For years people really liked REST because it was "self describing via api" but it turns out no one cares, what they want is a client in the language they're using that works. They really don't care that much how the client is generated. So to me Interface Description Languages (IDLs) and a code gen step are what you want with some simple basic rules.

We built a similar tool for config checking, and most of the features weren't used. But Twirp and this language removed a whole class of issues that had plagued us and caused outages for years around string vs int in configs and apis.

Also, at our scale, for some services, proto or another binary format has substantial benefits. I'm not saying it matters for your service and human readable is great (we had to learn and built up tools to debug things, and kept json support in twirp exactly for the poor humans), but when you're sending a millon requests a second or so to a service, there is a noticeable cost equivalent to an engineer's salary in infra costs. But most people are not running at that scale.

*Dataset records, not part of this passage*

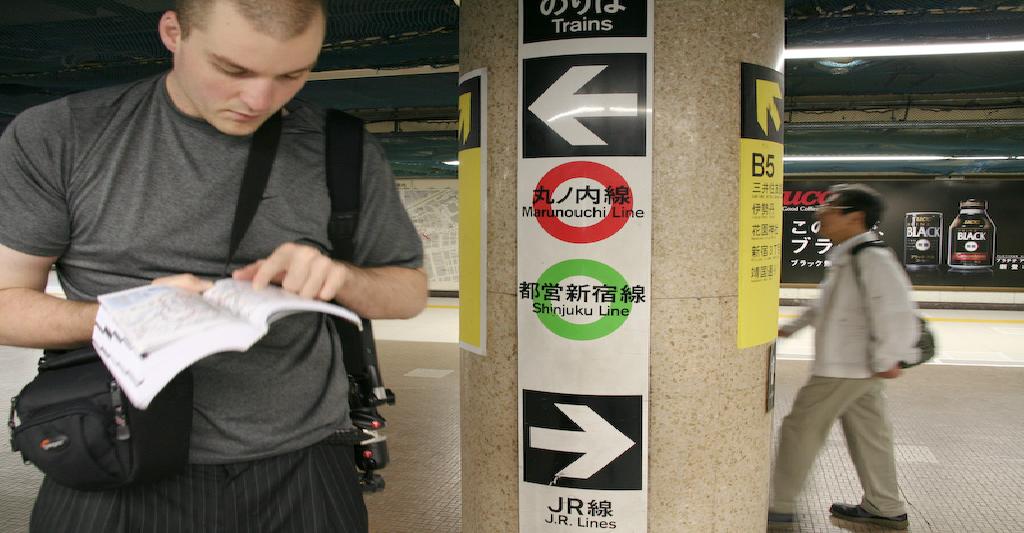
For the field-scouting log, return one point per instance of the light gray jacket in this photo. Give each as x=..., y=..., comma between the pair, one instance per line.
x=850, y=340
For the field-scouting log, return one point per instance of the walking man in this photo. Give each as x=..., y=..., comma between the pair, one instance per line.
x=864, y=325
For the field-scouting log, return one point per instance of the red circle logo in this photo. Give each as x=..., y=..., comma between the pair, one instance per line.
x=619, y=212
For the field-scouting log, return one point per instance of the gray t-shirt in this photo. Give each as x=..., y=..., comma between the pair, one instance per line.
x=125, y=188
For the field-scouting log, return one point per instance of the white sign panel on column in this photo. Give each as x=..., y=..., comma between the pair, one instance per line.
x=584, y=205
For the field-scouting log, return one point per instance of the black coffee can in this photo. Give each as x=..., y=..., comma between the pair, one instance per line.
x=923, y=240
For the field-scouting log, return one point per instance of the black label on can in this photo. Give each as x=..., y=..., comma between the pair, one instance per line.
x=923, y=239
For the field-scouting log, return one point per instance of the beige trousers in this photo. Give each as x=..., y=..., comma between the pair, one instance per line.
x=860, y=406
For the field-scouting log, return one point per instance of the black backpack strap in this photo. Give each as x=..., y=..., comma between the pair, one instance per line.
x=344, y=180
x=262, y=150
x=853, y=260
x=860, y=281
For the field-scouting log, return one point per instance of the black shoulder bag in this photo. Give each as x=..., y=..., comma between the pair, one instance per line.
x=74, y=423
x=926, y=341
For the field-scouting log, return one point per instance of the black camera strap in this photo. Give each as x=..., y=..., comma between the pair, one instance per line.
x=262, y=150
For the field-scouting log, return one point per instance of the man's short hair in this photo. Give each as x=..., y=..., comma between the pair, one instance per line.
x=857, y=196
x=281, y=18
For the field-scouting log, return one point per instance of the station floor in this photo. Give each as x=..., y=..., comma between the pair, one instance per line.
x=958, y=425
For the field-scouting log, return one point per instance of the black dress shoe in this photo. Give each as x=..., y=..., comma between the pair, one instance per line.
x=858, y=514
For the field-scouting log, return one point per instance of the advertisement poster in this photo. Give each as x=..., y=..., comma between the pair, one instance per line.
x=584, y=207
x=947, y=232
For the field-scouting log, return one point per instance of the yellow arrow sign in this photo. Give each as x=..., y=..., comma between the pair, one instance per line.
x=767, y=93
x=466, y=115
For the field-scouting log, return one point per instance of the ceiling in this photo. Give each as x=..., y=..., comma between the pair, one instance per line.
x=965, y=105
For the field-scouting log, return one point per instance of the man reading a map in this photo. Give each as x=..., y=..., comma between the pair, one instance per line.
x=133, y=184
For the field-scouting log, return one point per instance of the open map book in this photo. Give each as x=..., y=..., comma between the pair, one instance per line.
x=145, y=336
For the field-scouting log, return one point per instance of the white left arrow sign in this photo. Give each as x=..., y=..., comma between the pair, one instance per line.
x=559, y=106
x=599, y=441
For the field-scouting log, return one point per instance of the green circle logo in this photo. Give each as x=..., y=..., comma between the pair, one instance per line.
x=616, y=312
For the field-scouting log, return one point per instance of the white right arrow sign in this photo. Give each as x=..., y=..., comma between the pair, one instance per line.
x=599, y=441
x=559, y=106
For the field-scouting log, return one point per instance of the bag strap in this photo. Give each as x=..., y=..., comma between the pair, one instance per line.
x=262, y=150
x=860, y=281
x=344, y=180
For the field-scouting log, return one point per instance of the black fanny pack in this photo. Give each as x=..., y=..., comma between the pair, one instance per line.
x=74, y=423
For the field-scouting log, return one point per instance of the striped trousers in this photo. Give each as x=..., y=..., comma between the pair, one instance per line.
x=310, y=490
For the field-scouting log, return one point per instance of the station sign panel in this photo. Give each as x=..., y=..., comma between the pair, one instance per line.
x=584, y=209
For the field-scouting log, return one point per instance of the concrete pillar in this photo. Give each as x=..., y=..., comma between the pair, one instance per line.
x=710, y=437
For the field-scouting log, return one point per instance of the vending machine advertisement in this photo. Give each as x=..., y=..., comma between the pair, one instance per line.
x=947, y=232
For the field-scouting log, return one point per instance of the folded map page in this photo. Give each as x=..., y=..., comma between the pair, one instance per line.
x=146, y=336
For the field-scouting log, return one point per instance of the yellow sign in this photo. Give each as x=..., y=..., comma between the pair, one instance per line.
x=472, y=212
x=760, y=206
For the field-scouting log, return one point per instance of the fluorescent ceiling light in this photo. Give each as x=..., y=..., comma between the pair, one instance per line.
x=896, y=158
x=913, y=49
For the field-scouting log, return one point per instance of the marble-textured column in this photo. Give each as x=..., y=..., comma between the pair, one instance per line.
x=710, y=437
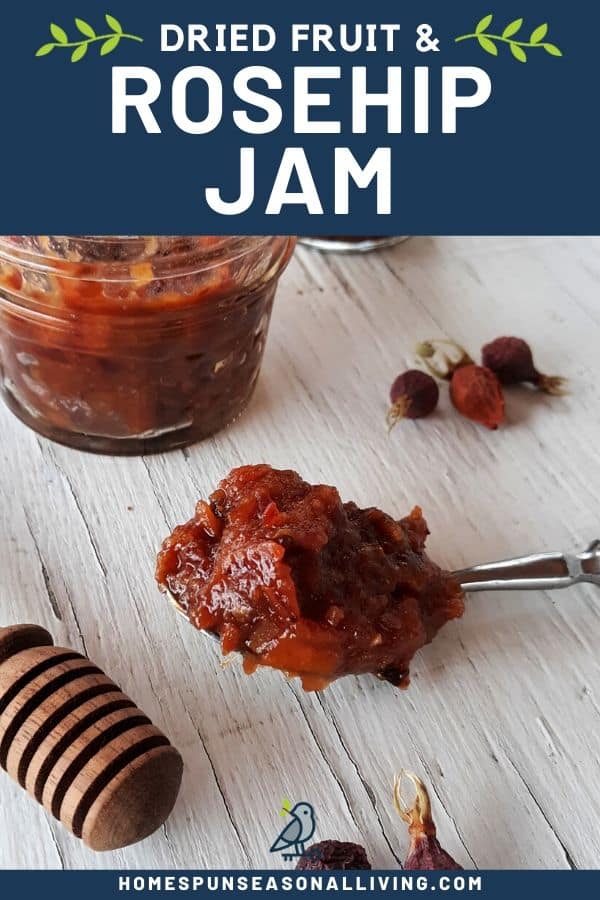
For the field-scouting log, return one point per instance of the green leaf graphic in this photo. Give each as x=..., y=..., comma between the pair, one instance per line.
x=488, y=45
x=114, y=24
x=485, y=23
x=79, y=48
x=59, y=34
x=539, y=34
x=79, y=52
x=85, y=28
x=110, y=45
x=512, y=28
x=491, y=41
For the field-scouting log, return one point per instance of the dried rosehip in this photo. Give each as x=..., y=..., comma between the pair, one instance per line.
x=413, y=395
x=512, y=361
x=425, y=851
x=334, y=855
x=477, y=394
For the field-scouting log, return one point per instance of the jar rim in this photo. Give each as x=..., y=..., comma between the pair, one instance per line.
x=101, y=258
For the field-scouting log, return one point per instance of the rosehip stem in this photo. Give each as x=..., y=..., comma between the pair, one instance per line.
x=427, y=351
x=418, y=817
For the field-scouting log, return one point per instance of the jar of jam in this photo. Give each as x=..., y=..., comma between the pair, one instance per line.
x=129, y=345
x=350, y=244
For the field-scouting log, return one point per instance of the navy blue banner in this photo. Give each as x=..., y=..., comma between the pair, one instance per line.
x=428, y=118
x=110, y=885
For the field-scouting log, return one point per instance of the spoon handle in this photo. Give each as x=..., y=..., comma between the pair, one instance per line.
x=543, y=571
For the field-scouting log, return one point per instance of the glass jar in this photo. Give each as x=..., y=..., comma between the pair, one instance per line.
x=351, y=244
x=130, y=345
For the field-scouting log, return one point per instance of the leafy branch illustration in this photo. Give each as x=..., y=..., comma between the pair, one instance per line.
x=518, y=48
x=109, y=41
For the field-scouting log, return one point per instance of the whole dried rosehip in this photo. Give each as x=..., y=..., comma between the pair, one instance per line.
x=413, y=395
x=477, y=394
x=425, y=851
x=334, y=855
x=512, y=361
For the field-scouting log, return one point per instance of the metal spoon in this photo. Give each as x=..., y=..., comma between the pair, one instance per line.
x=540, y=572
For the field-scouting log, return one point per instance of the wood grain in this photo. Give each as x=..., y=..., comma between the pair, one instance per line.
x=503, y=715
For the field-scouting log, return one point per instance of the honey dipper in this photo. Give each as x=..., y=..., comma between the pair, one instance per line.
x=79, y=746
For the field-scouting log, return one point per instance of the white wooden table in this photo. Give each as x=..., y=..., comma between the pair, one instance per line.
x=503, y=715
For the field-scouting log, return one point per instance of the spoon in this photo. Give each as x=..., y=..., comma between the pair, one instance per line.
x=539, y=572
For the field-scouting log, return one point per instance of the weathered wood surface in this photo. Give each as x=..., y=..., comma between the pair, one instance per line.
x=503, y=714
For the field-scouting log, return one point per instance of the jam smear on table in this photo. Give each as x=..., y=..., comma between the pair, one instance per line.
x=286, y=573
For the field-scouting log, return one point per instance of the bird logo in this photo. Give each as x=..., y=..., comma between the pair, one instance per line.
x=293, y=838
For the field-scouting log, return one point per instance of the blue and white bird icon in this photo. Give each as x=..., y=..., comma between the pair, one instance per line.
x=297, y=832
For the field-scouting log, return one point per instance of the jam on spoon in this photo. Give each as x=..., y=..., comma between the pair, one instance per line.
x=293, y=578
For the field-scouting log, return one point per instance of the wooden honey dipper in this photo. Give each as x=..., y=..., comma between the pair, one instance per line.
x=80, y=746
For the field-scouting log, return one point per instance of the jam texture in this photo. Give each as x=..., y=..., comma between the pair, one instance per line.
x=128, y=345
x=286, y=573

On the front end GQL worked better for us, it pushed the flexibility to the front end devs while we sorted out the back end over several years. The level of coupling we'd have had if we ran Twirp, Swagger, or anything else direct from front to back end would have made work 100 times harder. I was skeptical when they started but it's been a boon, and I was smart enough to let smart people be smart in an area I'm not smart in eg I stfu.

Anyway TL;DR (at the end of course) there were better options for me such as Amazon's internal one, GRPC, Twirp, roll your own Proto based, and about a billion others.

I'll also note the v1 spec wiki page link is broken.

Good luck trying to propose any kind of API that violates the blurry image others devs and architects have of rest(ful) APIs.

No one got ever fired for going for a rest(ful) API.

And given that XML-RPC is a thing, JSON-RPC was supposed to be its replacement (because it's easier to parse JSON than XML).